Es verdeutlichte mir, dass meine sehr hohen Zielstellungen, mein Anspruch an mich und andere, um Anerkennung zu erhalten, mein Kontrollbedürfnis, die Sehnsucht nach Geborgenheit und das Gefühl doch nicht verstanden zu werden, weichenstellend wirkten. Ich erkannte, dass ich nicht wegen meiner Leistung geliebt werden will, sondern als Person.

Mittlerweile muss ich nicht mehr reibungslos funktionieren, und so lebt es sich besser. Natürlich kann ich nicht aus meiner Haut. Ich spüre oft den Neid in mir, wenn andere Menschen vermeintlich bessere Ideen - z. B. beim Führen ihres Teams - haben, besondere Reisen machen und davon berichten, oder wenn sie über mehr Wissen verfügen als ich. Doch kann ich es immer besser einordnen. Wenn ich die Augen dafür öffne, was mir das Leben für wunderbare Geschenke im privaten und im beruflichen Leben gemacht hat, bin ich wieder entspannter. Endlich kann ich mit offeneren Augen, offenerem Herzen, offeneren Ohren durch die Welt gehen. Was mir nun entgegen kommt, ist das pure Leben mit all seinen Facetten, und ich vermag sie nun auch immer besser anzunehmen.

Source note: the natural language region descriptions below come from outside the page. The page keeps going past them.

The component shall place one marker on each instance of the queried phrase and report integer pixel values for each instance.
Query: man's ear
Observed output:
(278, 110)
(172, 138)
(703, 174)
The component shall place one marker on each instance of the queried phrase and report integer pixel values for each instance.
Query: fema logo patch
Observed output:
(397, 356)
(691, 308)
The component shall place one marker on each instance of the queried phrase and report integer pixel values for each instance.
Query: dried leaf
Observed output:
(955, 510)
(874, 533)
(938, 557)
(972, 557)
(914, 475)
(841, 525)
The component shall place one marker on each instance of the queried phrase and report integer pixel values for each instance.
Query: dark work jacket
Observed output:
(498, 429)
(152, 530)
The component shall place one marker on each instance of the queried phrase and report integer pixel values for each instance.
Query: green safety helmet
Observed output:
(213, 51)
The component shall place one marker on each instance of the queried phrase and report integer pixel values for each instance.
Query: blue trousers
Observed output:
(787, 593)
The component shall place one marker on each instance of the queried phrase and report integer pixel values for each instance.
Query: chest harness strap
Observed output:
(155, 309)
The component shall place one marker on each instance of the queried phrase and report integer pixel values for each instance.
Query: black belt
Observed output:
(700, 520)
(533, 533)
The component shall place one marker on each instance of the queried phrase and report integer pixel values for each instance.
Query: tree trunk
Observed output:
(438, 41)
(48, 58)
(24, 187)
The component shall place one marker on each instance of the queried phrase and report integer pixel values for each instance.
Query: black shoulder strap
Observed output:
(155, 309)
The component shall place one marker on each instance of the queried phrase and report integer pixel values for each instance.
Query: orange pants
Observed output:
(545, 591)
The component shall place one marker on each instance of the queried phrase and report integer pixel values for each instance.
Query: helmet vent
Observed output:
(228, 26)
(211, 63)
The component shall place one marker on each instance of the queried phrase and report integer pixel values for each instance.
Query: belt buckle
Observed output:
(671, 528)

All dies hier in Kurzform Beschriebene kann ich erst durch die Kenntnis meines Ennea-Musters deutlich wahrnehmen. Natürlich arbeite ich weiter vorsichtig und achtsam mit diesem wunderbaren Instrument. Meinen Umgang mit anderen Menschen und mit mir konnte ich positiv verändern, auch wenn sich dieser Veränderungsprozess nicht immer sehr angenehm anfühlte und anfühlt. Mein Gefühl, dazuzugehören und beteiligt zu sein, beginnt zu wachsen. Ich bin Mensch wie jeder andere auch - mit Sonnen- und Schattenseiten - und hoffe, meinen Anspruch auf Besonderheit weiterhin in seine Schranken weisen zu können.

Vier persönliche Erkenntnisse möchte ich denjenigen, die sich mit der Enneagramm-Idee beschäftigen, mit auf den Weg geben:

  • Meines Erachtens ist die Energie, die jeden Menschen leitet, mit in die Wiege gelegt. Sicher tragen Erziehung oder Sozialisation allgemein zur Entwicklung der Persönlichkeit bei, doch richtungweisend ist etwas anderes.
  • Beim Umgang mit dem Enneagramm möchte ich dazu ermutigen, zu allererst mit sich zu beginnen, zu schauen, welche Energie einen antreibt, weshalb man so und nicht anders reagiert. Erst dann kann die Arbeit mit anderen Menschen wirklich gelingen.
  • Die Beschäftigung mit dem Enneagramm erfordert viel Gelassenheit und Geduld. Nichts sollte übers Knie gebrochen werden und beim Umgang damit darf nicht davon ausgegangen werden, dass andere Menschen von Anfang an in ähnlich intensiver Weise mitschwingen. Es hat alles seine Zeit.
  • Für den Prozess im Umgang mit dem Enneagramm braucht es nach meinem Verständnis immer mehrere Personen, die den Weg vertrauensvoll begleiten und die sich gegenseitig Unterstützung leisten können und leisten wollen.